Buffer Overflow

A Buffer Overflow is a vulnerability in which data can be written which exceeds the allocated space, allowing an attacker to overwrite other data.

Stack buffer overflow

The simplest and most common buffer overflow is one where the buffer is on the stack. Let’s look at an example.

#include <stdio.h>

int main() {
    int secret = 0xdeadbeef;
    char name[100] = {0};
    read(0, name, 0x100);
    if (secret == 0x1337) {
        puts("Wow! Here's a secret.");
    } else {
        puts("I guess you're not cool enough to see my secret");
    }
}

There’s a tiny mistake in this program which will allow us to see the secret. name is decimal 100 bytes, however we’re reading in hex 100 bytes (=256 decimal bytes)! Let’s see how we can use this to our advantage.

If the compiler chose to layout the stack like this:

        0xffff006c: 0xf7f7f7f7  // Saved EIP
        0xffff0068: 0xffff0100  // Saved EBP
        0xffff0064: 0xdeadbeef  // secret
...
        0xffff0004: 0x0
ESP ->  0xffff0000: 0x0         // name

let’s look at what happens when we read in 0x100 bytes of ‘A’s.

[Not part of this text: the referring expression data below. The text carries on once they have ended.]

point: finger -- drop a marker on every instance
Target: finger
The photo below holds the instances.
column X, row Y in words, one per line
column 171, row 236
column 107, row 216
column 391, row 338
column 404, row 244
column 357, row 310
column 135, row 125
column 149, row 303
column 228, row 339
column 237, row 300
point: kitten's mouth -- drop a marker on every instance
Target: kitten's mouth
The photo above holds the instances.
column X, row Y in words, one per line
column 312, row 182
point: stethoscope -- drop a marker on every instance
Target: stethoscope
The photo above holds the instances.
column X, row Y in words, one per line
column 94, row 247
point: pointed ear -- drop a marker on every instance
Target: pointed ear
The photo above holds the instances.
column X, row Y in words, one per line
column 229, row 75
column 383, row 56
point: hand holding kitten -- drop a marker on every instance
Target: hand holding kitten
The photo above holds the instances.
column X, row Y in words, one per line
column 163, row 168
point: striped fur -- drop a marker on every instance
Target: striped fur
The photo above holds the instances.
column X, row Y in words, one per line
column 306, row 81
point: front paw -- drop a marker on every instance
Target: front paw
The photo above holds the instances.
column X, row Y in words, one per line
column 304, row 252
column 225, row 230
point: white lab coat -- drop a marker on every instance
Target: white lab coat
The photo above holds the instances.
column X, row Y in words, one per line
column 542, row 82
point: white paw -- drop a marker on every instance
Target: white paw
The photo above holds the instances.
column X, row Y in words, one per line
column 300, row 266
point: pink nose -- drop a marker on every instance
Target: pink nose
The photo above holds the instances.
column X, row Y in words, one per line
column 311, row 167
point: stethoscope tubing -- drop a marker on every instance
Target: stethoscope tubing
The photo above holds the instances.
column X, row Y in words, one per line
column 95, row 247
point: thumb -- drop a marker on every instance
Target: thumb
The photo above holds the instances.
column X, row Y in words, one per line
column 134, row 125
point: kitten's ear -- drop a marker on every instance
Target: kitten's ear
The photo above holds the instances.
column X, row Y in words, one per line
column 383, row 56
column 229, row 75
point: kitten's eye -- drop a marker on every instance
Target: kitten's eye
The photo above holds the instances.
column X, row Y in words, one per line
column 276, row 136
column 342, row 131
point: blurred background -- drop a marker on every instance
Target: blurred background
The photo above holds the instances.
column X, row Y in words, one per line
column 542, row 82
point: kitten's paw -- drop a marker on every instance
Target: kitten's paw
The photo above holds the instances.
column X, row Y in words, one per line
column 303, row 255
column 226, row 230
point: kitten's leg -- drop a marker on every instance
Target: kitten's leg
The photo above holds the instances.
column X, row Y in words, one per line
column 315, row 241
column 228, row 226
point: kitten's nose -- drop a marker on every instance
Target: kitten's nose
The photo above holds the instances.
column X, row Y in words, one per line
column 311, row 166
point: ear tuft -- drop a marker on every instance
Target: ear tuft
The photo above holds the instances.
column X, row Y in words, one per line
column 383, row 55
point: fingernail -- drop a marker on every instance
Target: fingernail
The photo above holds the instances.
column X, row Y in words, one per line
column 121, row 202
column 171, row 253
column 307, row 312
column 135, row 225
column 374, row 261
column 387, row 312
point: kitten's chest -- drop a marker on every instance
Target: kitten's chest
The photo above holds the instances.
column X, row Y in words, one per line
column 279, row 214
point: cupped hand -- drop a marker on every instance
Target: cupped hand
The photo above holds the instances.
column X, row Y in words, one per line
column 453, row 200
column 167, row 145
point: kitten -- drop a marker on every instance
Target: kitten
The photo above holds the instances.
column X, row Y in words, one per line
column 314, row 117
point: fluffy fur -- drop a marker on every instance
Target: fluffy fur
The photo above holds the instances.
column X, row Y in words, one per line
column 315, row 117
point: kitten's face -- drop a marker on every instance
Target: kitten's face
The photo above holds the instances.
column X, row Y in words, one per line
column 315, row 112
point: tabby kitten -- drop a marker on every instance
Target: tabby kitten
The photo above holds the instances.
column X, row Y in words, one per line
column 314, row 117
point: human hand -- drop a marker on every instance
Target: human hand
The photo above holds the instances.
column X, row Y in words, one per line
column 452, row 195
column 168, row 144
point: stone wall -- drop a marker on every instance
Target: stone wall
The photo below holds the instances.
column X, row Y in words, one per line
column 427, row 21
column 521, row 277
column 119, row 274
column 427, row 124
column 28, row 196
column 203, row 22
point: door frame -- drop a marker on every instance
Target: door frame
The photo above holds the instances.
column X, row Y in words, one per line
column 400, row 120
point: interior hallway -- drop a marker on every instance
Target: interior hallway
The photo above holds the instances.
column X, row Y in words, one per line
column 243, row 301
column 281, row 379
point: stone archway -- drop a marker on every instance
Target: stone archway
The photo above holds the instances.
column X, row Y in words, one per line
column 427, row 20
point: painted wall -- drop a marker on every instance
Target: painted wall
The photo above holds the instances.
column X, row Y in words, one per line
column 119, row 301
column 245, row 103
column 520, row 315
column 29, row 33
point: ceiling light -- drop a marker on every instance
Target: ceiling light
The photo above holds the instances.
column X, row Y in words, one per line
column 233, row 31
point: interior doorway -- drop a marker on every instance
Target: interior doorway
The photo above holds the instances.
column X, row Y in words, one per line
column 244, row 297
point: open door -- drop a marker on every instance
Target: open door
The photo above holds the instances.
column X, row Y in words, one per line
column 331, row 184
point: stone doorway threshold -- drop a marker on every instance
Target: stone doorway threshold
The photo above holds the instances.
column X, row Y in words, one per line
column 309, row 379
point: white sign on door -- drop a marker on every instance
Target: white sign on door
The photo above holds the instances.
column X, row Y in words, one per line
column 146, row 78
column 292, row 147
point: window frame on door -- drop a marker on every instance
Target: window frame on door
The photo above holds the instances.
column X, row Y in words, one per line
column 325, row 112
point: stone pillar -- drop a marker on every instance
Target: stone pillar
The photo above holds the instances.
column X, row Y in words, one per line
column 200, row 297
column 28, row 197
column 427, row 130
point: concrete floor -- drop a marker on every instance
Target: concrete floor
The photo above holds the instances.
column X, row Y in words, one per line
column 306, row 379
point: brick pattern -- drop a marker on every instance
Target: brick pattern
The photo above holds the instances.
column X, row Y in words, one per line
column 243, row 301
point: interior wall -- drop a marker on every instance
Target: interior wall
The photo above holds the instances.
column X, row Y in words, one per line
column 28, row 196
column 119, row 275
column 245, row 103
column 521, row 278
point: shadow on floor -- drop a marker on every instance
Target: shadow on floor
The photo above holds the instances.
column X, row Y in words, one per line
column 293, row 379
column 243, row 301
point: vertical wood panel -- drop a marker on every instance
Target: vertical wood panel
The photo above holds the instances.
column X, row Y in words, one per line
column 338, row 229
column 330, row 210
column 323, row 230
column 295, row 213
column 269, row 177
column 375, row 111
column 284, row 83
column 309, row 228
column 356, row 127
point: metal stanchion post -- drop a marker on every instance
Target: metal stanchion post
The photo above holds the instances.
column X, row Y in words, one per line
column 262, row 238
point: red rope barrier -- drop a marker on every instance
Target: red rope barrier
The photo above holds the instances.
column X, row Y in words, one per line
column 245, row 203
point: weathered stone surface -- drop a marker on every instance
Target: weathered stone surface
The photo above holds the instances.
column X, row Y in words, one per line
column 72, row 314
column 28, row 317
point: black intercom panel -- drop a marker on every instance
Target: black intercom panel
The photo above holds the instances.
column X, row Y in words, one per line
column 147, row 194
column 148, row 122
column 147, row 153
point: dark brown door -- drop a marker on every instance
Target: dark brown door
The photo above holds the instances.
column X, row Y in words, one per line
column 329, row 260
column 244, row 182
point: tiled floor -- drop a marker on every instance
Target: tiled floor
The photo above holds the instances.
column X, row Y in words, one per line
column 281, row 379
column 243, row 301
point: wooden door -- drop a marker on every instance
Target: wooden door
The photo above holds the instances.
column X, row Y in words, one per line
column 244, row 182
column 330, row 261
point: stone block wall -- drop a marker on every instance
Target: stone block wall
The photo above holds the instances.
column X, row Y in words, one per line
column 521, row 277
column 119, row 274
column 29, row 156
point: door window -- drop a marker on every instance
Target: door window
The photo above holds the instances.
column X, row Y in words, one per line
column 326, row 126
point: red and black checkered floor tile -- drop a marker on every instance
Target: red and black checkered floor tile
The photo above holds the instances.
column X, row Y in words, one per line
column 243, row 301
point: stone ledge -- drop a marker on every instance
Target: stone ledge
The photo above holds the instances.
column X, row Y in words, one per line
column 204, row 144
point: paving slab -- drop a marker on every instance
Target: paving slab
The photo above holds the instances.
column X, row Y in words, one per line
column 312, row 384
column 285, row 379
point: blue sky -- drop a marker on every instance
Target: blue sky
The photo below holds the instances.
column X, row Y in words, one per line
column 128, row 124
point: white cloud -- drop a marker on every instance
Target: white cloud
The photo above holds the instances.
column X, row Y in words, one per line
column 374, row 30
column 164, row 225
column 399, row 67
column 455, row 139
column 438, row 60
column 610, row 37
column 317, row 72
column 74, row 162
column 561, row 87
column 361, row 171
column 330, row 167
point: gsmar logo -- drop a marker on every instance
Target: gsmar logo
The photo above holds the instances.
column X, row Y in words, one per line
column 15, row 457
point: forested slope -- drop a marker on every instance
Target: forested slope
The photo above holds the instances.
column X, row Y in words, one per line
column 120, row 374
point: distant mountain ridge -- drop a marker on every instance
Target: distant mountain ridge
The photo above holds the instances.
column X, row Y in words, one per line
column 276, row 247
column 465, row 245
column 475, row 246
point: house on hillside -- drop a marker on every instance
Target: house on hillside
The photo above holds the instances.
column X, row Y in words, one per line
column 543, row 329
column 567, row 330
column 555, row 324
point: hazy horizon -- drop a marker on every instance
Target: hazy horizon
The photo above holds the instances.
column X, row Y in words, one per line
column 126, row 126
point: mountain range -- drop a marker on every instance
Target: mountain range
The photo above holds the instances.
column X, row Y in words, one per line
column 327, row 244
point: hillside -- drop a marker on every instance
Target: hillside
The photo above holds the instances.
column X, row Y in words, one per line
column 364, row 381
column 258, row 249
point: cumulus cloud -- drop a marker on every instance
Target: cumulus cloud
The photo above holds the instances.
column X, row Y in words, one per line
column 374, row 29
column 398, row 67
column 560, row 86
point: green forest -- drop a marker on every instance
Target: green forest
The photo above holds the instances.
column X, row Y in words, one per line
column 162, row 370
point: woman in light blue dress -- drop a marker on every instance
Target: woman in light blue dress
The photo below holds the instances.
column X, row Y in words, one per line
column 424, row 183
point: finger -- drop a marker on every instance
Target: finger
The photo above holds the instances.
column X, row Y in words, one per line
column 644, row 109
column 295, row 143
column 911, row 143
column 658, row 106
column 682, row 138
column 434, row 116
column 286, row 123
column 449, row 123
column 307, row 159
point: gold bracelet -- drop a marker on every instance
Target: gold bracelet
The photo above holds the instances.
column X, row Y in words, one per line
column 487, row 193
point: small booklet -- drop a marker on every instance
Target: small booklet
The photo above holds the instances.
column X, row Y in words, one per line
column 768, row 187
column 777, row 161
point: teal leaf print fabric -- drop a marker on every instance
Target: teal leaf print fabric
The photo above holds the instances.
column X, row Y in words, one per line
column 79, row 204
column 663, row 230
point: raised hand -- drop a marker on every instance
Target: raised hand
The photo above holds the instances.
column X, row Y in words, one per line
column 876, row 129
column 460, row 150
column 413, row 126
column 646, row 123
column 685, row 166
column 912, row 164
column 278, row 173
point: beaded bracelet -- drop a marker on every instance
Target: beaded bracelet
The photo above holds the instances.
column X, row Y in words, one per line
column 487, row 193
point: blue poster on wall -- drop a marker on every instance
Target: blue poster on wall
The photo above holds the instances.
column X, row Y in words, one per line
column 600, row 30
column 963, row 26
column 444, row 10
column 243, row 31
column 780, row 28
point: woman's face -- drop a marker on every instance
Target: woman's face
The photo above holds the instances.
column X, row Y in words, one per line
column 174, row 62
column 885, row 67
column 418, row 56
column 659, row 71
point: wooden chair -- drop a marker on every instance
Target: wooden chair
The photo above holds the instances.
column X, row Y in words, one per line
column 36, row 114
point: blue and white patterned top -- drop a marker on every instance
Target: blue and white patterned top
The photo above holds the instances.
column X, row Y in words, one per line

The first decimal 100 bytes are saved properly:

        0xffff006c: 0xf7f7f7f7  // Saved EIP
        0xffff0068: 0xffff0100  // Saved EBP
        0xffff0064: 0xdeadbeef  // secret
...
        0xffff0004: 0x41414141
ESP ->  0xffff0000: 0x41414141  // name

However when the 101st byte is read in, we see an issue:

        0xffff006c: 0xf7f7f7f7  // Saved EIP
        0xffff0068: 0xffff0100  // Saved EBP
        0xffff0064: 0xdeadbe41  // secret
...
        0xffff0004: 0x41414141
ESP ->  0xffff0000: 0x41414141  // name

The least significant byte of secret has been overwritten! If we follow the next 3 bytes to be read in, we’ll see the entirety of secret is “clobbered” with our ‘A’s

        0xffff006c: 0xf7f7f7f7  // Saved EIP
        0xffff0068: 0xffff0100  // Saved EBP
        0xffff0064: 0x41414141  // secret
...
        0xffff0004: 0x41414141
ESP ->  0xffff0000: 0x41414141  // name

The remaining 152 bytes would continue clobbering values up the stack.

Passing an impossible check

How can we use this to pass the seemingly impossible check in the original program? Well, if we carefully line up our input so that the bytes that overwrite secret happen to be the bytes that represent 0x1337 in little-endian, we’ll see the secret message.

A small Python one-liner will work nicely: python -c "print 'A'*100 + '\x31\x13\x00\x00'"

This will fill the name buffer with 100 ‘A’s, then overwrite secret with the 32-bit little-endian encoding of 0x1337.

Going one step further

As discussed on the stack page, the instruction that the current function should jump to when it is done is also saved on the stack (denoted as “Saved EIP” in the above stack diagrams). If we can overwrite this, we can control where the program jumps after main finishes running, giving us the ability to control what the program does entirely.

Usually, the end objective in binary exploitation is to get a shell (often called “popping a shell”) on the remote computer. The shell provides us with an easy way to run anything we want on the target computer.

Say there happens to be a nice function that does this defined somewhere else in the program that we normally can’t get to:

void give_shell() {
    system("/bin/sh");
}

Well with our buffer overflow knowledge, now we can! All we have to do is overwrite the saved EIP on the stack to the address where give_shell is. Then, when main returns, it will pop that address off of the stack and jump to it, running give_shell, and giving us our shell.

Assuming give_shell is at 0x08048fd0, we could use something like this: python -c "print 'A'*108 + '\xd0\x8f\x04\x08'"

We send 108 ‘A’s to overwrite the 100 bytes that is allocated for name, the 4 bytes for secret, and the 4 bytes for the saved EBP. Then we simply send the little-endian form of give_shell ‘s address, and we would get a shell!

This idea is extended on in Return Oriented Programming.